Cfi planapo lamda objective

Leaves from four-week-old plants were fixed in 3.7% formaldehyde in cold Tris buffer (10 mM Tris-HCl pH 7.5, 10 mM NaEDTA, 100 mM NaCl) for 20 minutes. Formaldehyde solution was removed, and the leaves were washed twice for 10 minutes in Tris buffer. The leaves were then finely chopped with a razor blade in 500 μl LB01 buffer (15 mM Tris-HCl pH 7.5, 2 mM NaEDTA, 0.5 mM spermine-4HCl, 80 mM KCl, 20 mM NaCl, and 0.1% Triton X-100). The lysate was filtered through a 30 μm mesh (Sysmex Partec, Gorlitz, Germany). 5 μl of lysate was added to 10 μl of sorting buffer (100 mM Tris-HCl pH 7.5, 50 mM KCl, 2mM MgCl₂, 0.05% Tween-20, and 5% sucrose) and spread onto a coverslip until dried.
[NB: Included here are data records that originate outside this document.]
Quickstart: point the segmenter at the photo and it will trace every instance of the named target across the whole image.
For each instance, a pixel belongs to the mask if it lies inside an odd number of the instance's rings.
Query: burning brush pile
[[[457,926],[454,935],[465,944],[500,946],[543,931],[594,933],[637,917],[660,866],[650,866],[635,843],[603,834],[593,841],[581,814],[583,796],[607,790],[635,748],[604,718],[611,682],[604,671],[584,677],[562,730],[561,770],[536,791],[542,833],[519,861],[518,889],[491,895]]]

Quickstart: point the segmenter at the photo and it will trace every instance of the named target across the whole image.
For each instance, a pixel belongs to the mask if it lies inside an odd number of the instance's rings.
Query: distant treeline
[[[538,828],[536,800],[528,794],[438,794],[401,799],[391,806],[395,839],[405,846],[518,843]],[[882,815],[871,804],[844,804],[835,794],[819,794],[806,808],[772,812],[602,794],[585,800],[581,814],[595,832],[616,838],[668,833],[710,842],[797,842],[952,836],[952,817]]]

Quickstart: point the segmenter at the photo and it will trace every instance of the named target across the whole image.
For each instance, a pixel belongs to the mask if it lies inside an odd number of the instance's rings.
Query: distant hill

Cold methanol was added onto each coverslip for 3 minutes, and then rehydrated with TBS-Tx (20 mM Tris pH 7.5, 100 mM NaCl, 0.1% Triton X-100) for 5 minutes. The coverslips were mounted onto slides with Vectashield mounting medium DAPI (Vector Laboratories, Burlingame, CA). Nuclei were imaged under a Nikon Eclipse Ni-E microscope with a 100X CFI PlanApo Lamda objective (Nikon, Minato City, Tokyo, Japan). Digital images were obtained using an Andor Clara camera. Z-series optical sections of each nucleus were obtained at 0.3 μm steps. Images were deconvolved by ImageJ using the deconvolution plugin.